Halladay pitches for the Blue Jays in 2009

Roy Halladay (May 14, 1977 – November 7, 2017) was an American top notch pitcher in the Major League Baseball. Nicknamed the Doctor, Roy has pitched amazingly for the Toronto Blue Jays and the Philadelphia Phillies. He is 8-4, a incredible 84 strikeouts and a ERA of 1.96

Early lifeEdit

Born in Denver, Colorado, Halladay grew up in the suburb of Arvada; his father flew planes for a food processing company while his mother was a homemaker. From an early age, Halladay loved baseball; he sampled every position on the field until, by age 14, his success on the pitcher’s mound attracted the attention of major league scouts. In 1995, after graduating from Arvada West High School, he was picked up by the Toronto Blue Jays in the amateur draft. Four seasons in the minors later, the strapping right-hander made the team and immediately proved his worth.[1]
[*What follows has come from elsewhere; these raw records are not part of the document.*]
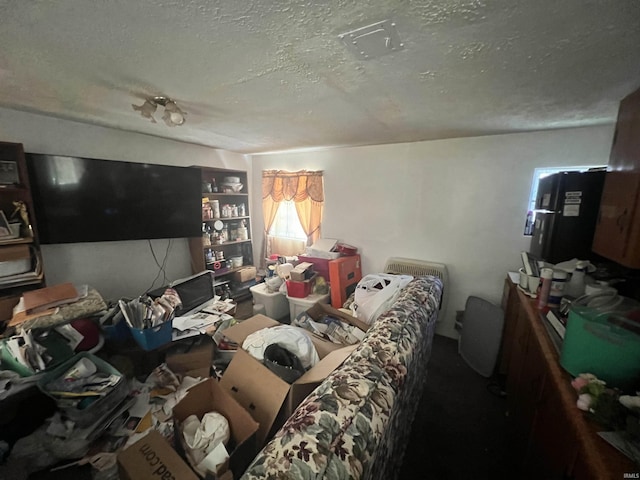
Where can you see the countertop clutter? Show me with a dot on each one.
(554, 435)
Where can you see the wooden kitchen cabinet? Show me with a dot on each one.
(617, 235)
(550, 437)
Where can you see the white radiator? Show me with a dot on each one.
(410, 266)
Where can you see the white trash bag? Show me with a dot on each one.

During the 2000 season, Halladay sported a 10.64 ERA in 19 games, 13 of which he started. At the beginning of the 2001 season, Halladay was optioned to Class A Dunedin Blue Jays to rebuild his delivery.

Halladay's fastball was clocked up to 95mph but it had little movement and his pitches were up in the strike zone, which was ultimately the reason why his 2000 season was so unsuccessful. He worked with former Jays pitching coach Mel Queen. The problem, Queen realized, was Halladay’s total reliance on his strength—his attempt to overpower batters with straight-ahead pitches. Within two weeks, Halladay remade himself, altering his arm angle for a more deceptive delivery and adding pitches that sank and careened.[2] Instead of throwing over the top, he went to more of a three-quarters sidearm delivery (the middle point between throwing overhand and sidearm). He went from a being a pitcher who relied on his fastball to one who delivers everything down, regardless of the type of pitch he throws. The adjustments were proven to be successful. After a month and a half, he was promoted to class AA Tennessee, and then, a month later, to class AAA Syracuse. By mid-season, he was back in the Jays’ rotation. He posted a 5–3 record with a 3.19 ERA for the Jays in 16 starts in 2001.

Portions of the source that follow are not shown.